Pandora was very curious about what was inside it. So was her brother-in-law. He was suspicious of all the gods' gifts, you see, not just Pandora. That would have been unfair and mysoginistic. He found both the box and Pandora to be very mysterious, which was inevitable- the box's defining characteristic was that they didn't know what was in it, and Pandora wasn't foolish enough to be forthcoming about going to lying class or making out with the chief gods sister/daughter. Those sorts of things always made husbands and their families suspicious.

After a week or so of maddening curiosity, Epimethius's brother reasoned thus:
"The gods are out to get me. Pandora and the box are both obvious traps. The gods have warned me about the box, but not about her."
"Pandora's quite complicated. Not as complicated as a man of course, but at least as complicated as a dog." Honestly, this was pretty progressive for the time.
"So let's start with the box. I can either open it or not open it, and at least one of these things will doom me. Maybe either." The gods were jerks you see, and the brother was not sure that they'd give him a way to win.
"If I leave it shut and that dooms me, it is all on them and everyone can see that they are jerks."
"If I open it in the face of their warnings, I'm a fool who wouldn't heed them, they get to express outrage that I didn't listen to them, and in the future when they say to do things people will think it seems like a good idea."
"So I'm not going to open it, my brother trusts them, so he'll do what they said and not open it, and if Pandora opens it ... he married her ... she's a member of this household ... and whatever the doom is we brought it on ourselves." His face was a bit grey and his voice was toneless by the end of that line.
Then he ran to find his sister in law.

Meanwhile, Pandora reasoned thus:
"I really want to know what's in that box."
"It would be trivial to find out what's in the box. I could make up some story to get Epimethius and his brother out of the house, climb up on the chest to get the key down from out the roof-rushes, unlock and open the box, examine the contents, maybe take a few of whatever it is in there, close and lock it and hide the key away before anyone came back. Easy. I aced lying and deception at school."
"Also if I can't open it, I can't put things in it or taken them out, then it really isn't functioning as a box. Its more just a thing. Not useful at all. So it really makes no sense that we should get a box that we can't use as a box."
"Further, the gods said that they "gave" us this box. Not that they issued us with a box-licence for external use only." Even in those days, property rights were very confusing, and most things weren't owned outright.
"I'm only sure that I can open the box without getting found out because the gods put me through lying school."
"I think that they want me to open the box when my husband is away, and for me to be certain that I can close it before he gets back."
"I don't think you set up a plan like that if the next step is 'and then Pandora was deeply satisfied by what she found and lived contentedly with her loving husband forever.'" Her face was a bit grey and her voice was unimpressed by the end of that line.
She wanted to talk about it with someone else who was suspicious of the gods, so she ran into her brother in law.

"Pandora!" he said.
"Brother in law!" she said.
"I think the gods are out to get" they said.
"me." she said.
"you." he said.
"I think they want me to open the box when my husband is out and to feel confident that he'll never find out. I don't know what happens next, but I don't think it is 'happily ever after.' "
"I think the gods have doomed whoever opens the box and probably their family too."
Then they agreed to never open it or to allow it to be opened.

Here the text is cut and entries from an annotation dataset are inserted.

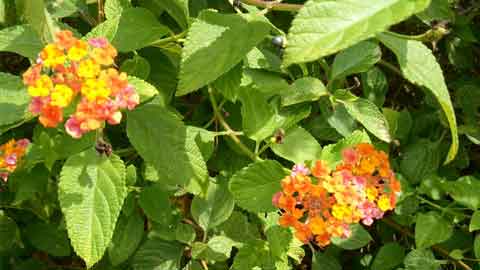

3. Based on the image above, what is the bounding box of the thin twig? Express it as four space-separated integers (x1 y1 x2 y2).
242 0 303 11
208 87 257 161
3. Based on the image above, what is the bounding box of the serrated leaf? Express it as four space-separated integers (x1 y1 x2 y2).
377 31 458 163
320 130 370 168
371 243 405 270
283 0 430 66
86 8 169 52
281 77 328 106
132 237 183 270
120 55 150 80
330 40 382 80
443 176 480 210
58 149 127 268
332 224 373 250
127 104 208 193
176 10 270 96
271 126 322 164
24 223 71 257
0 72 30 126
103 0 132 20
191 182 235 231
108 209 144 266
312 251 342 270
415 211 453 249
0 25 43 59
230 160 285 212
342 94 392 142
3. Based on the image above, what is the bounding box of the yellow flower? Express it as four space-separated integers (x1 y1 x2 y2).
50 84 73 108
28 75 53 97
82 79 110 101
377 195 392 212
67 40 88 61
366 187 378 202
78 59 100 78
40 44 66 67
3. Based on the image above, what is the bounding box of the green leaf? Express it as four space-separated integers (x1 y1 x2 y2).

Which brings you here, of course, to Reliquary Containment site B, and our sister site, ran by my brother-in-law. The gods presumably still know what they put in that damn thing, but it's surrounded by hundreds of feet of rock and reinforced concrete now and we mixed the aggregate with enough short-lived radio-nuclides to kill any poor bastard who tried to dig it, or the clone, up.
Yeah, we made a copy so even if you do find it, you might not.